The Vampire Armand - Anne Rice [192]
Sometimes the only words she says all night are things like, “Benji, tie your shoes,” or “Armand, he’s stolen the silverware. Make him put it back,” or with sudden astonishment, “It’s warm, isn’t it?”
I have never told anyone my life story as I’ve told it to you here and now, but in conversation with Benji I have caught myself telling him many things which Marius told me—about human nature, and the history of the law, about painting and even about music.
It was in these conversations, more than in anything else, that I came to realize in the last two months that I was a changed being.

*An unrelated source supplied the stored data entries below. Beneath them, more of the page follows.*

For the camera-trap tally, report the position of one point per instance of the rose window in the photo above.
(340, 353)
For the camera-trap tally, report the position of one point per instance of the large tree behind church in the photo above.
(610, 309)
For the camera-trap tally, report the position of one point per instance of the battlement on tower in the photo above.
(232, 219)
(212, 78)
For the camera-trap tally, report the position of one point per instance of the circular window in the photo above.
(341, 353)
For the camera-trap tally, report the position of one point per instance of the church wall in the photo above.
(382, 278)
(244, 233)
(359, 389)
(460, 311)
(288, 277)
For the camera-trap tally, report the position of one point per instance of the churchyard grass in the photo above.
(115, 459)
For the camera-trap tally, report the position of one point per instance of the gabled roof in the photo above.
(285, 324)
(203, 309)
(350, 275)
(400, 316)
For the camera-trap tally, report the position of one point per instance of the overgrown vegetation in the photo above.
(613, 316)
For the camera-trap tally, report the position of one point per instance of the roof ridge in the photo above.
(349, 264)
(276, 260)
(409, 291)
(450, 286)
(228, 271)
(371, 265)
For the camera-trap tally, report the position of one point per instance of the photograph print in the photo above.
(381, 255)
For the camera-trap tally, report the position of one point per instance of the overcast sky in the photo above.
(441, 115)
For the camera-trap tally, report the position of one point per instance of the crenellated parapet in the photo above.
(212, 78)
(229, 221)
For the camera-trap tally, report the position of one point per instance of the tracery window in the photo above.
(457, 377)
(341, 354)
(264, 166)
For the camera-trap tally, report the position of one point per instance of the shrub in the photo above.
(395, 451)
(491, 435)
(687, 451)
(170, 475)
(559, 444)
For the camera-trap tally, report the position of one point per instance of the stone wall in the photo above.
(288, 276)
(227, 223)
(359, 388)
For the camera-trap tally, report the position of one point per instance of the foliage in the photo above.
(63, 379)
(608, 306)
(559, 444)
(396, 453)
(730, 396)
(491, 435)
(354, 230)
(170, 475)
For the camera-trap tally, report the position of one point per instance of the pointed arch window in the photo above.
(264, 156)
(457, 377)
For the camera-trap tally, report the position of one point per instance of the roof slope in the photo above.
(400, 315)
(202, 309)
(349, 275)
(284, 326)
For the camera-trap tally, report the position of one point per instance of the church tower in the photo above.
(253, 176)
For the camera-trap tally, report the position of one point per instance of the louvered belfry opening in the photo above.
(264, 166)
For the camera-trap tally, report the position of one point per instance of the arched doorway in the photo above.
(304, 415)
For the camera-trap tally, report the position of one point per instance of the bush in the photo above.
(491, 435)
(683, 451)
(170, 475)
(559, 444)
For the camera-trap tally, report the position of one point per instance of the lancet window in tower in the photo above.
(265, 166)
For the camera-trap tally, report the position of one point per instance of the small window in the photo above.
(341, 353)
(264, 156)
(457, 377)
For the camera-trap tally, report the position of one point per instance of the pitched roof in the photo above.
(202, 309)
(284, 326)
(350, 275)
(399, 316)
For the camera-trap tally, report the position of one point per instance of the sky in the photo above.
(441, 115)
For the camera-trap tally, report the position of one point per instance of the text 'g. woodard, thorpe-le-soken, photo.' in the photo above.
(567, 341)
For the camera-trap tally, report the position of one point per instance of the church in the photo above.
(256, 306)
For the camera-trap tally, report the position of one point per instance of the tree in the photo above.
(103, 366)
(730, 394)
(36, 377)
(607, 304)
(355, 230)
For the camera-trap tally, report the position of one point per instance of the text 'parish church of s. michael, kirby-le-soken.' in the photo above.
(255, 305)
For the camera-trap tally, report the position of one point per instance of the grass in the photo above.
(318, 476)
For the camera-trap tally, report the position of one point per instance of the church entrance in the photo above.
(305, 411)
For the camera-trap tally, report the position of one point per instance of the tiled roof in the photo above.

Some stifling dark terror is gone from me. I do not see history as a panorama of disasters, as once I think I did; and often I find myself remembering Marius’s generous and beautifully optimistic predictions—that the world is ever improving; that war, for all the strife we see around us, has nevertheless gone out of fashion with those in power, and will soon pass from the arenas of the Third World as it has passed from the arenas of the West; and we will truly feed the hungry and shelter the homeless and take care of those who need love.
With Sybelle, education and discussion are not the substance of our love. With Sybelle it is intimacy. I don’t care if she never says anything. I don’t go inside her mind. She doesn’t want anybody to do that.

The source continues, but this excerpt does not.